Réceptaire et entremet






















Les livres de cuisine se développent au milieu du XIVe siècle sous l'influence des maîtres queux. La rédaction de ces traités permettent d'identifier leurs talents culinaires envers les rois qui les choisissent par la suite cuisinier de leur cour. La recette devient la signature du maitre-queux et sa marque de reconnaissance, phénomène qui contribua d'ailleurs à faire de la cuisine une spécialité liée à une personnalité et donc à une origine géographique. Alors que la cuisine n'avait pas de frontières en Europe, les recettes diffusées par les maîtres-queux dans les cuisines royales contribuèrent à nationaliser les mets et donc à catégoriser les goûts selon leurs provenances.

Les premiers livres de recettes, les réceptaires, sont écrits à plusieurs mains, les marges servant souvent à rajouter et à préciser une étape d'exécution ou un ingrédient supplémentaire. Il en est ainsi du Viandier de Guillaume Tirel dit Taillevent, l'un des premiers réceptaires connus, qui s'apparente plus à un ouvrage collectif de recettes écrites entre 1373 et 1381 que l'œuvre d'un unique auteur.

La notion même d'auteur n'étant pas encore à cette époque clairement définie, la présence de plusieurs contributions au sein d'un même texte et d'une même page est fréquente. Les versions manuscrites et imprimées du Viandier rendent compte de ce processus : des chapitres entiers ont été retirés, ajoutés et modifiés. Outre des recettes culinaires, les réceptaires contiennent des remèdes médicaux, des descriptions de grands banquets et des recettes de fabrication d'entremets. La recette est à la fois une notice et une histoire où se mêlent ingrédients culinaires, représentations allégoriques et propagandes politiques. Elle est une compilation d'écrits cacophoniques dont le contenu et le style ne cesse de se renouveler au fil du temps et des goûts.

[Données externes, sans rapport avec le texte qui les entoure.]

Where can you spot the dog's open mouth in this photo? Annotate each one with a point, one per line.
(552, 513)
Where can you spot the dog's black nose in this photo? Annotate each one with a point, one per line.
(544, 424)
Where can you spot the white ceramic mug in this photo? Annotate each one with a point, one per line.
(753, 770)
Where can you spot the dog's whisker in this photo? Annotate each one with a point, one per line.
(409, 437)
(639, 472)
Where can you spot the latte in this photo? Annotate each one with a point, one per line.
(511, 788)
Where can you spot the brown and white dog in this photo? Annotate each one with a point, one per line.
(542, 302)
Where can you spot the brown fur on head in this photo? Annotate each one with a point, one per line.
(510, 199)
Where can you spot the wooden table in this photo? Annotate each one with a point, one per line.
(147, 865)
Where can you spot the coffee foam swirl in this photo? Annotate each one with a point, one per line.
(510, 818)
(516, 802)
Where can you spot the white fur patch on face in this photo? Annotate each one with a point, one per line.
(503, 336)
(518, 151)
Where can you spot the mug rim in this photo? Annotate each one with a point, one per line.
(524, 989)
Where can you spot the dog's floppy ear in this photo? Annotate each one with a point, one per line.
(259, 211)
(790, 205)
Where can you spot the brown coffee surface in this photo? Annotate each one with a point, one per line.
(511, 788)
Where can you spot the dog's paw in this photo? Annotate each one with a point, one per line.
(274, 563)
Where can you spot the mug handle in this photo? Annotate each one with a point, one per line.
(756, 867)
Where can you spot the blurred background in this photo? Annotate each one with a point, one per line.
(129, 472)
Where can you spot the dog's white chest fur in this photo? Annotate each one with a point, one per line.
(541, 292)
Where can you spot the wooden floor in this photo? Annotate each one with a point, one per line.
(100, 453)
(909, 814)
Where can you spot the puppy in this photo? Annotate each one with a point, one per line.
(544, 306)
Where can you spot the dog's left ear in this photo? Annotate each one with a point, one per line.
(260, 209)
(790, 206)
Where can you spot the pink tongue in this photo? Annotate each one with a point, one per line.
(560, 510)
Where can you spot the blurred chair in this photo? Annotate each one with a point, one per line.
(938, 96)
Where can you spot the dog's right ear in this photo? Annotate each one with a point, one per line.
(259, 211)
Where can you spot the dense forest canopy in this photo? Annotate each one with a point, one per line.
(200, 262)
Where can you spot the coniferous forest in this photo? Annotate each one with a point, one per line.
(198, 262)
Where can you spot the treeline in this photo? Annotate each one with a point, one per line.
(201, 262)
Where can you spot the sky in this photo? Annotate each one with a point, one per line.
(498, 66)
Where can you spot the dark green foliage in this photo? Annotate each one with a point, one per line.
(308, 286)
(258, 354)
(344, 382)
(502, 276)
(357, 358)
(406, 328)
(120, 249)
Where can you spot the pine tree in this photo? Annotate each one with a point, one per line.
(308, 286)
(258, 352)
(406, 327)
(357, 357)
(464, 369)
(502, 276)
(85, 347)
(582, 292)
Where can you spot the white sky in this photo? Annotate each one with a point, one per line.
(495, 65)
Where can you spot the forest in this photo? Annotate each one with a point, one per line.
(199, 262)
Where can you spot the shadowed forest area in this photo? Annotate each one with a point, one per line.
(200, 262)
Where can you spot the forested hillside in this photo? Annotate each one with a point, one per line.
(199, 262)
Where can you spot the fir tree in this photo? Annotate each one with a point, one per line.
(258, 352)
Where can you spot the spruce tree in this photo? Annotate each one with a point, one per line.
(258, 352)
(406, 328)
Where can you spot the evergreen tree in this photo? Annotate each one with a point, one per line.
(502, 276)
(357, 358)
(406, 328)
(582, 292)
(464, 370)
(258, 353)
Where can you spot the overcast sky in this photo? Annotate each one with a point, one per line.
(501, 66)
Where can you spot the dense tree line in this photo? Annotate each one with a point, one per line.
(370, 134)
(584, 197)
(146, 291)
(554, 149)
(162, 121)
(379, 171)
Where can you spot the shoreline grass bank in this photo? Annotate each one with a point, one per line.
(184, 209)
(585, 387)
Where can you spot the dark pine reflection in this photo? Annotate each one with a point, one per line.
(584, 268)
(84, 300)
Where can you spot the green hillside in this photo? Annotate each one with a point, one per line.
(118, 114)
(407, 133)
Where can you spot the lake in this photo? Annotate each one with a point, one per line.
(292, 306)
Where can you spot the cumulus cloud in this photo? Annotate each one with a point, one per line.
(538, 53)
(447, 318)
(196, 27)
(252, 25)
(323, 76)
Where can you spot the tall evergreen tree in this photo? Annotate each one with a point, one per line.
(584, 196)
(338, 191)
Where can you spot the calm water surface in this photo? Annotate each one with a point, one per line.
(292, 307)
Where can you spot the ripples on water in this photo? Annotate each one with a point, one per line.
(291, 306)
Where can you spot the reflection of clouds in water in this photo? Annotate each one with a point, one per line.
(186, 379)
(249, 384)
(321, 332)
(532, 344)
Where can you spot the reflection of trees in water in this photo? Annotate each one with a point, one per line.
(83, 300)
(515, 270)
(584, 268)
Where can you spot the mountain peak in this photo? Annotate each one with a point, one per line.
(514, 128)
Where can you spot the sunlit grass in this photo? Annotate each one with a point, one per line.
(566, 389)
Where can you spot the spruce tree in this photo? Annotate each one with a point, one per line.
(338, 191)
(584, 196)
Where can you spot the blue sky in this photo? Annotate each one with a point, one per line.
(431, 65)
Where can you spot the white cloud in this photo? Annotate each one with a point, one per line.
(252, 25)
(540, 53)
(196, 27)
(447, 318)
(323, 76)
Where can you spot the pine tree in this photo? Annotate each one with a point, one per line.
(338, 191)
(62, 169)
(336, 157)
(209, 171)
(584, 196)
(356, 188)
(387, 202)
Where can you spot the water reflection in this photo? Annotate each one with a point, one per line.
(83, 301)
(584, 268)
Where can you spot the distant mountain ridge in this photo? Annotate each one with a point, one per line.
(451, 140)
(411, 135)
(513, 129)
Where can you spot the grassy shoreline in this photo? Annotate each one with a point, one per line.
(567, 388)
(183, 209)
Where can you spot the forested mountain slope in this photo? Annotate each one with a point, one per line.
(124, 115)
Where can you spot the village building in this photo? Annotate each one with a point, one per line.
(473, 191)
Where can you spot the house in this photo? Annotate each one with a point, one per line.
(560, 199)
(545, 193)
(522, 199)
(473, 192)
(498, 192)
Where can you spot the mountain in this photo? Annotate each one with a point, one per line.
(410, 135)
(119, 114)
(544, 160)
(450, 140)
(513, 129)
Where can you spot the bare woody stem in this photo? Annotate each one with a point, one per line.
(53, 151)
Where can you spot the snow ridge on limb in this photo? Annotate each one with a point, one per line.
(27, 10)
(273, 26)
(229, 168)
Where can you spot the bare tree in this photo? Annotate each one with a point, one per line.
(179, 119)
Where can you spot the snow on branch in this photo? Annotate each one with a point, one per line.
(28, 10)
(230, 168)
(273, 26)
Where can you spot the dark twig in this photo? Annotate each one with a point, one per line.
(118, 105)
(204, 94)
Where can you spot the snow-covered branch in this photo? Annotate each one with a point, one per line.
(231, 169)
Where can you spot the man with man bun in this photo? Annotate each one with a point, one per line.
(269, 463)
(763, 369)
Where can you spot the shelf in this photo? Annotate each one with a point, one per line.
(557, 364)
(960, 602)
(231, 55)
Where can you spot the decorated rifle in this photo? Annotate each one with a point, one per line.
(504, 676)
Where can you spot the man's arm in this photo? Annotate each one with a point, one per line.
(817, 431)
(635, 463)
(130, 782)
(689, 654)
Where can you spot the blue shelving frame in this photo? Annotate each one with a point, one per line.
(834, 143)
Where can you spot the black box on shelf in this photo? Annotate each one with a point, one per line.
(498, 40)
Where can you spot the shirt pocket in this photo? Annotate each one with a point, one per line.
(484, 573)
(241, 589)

L'entremet est quant à lui un divertissement, sous la forme de plats de luxe, de nourritures déguisées et de représentations, animées ou non, servis dans l'intervalle des plats des grands banquets. Les maitres queux édifient par exemple des pâtés monumentaux ou des oies rôties revêtues des plumes de paon. L'entremet rompt avec le cérémonial très codé des banquets et marque une pause entre les services du repas au cours de laquelle, sans quitter les lieux, les convives peuvent donner libre cours à leurs commentaires et activités. Il évolue vers la représentation théâtrale dont le Viandier de Taillevent réserve tout un chapitre : celui de paintrerie et de tailleurs d'images concernent de moins en moins des aliments comestibles que des représentations de scènes allégoriques en peinture, sculpture et performance avec personnages vivants, le tout sur la même table où se consommait les plats. Dans les manuscrits médiévaux, les marges étaient aussi des intervalles spatiales où se développaient une iconographie exubérante, voire blasphématoire, appelée les drôleries.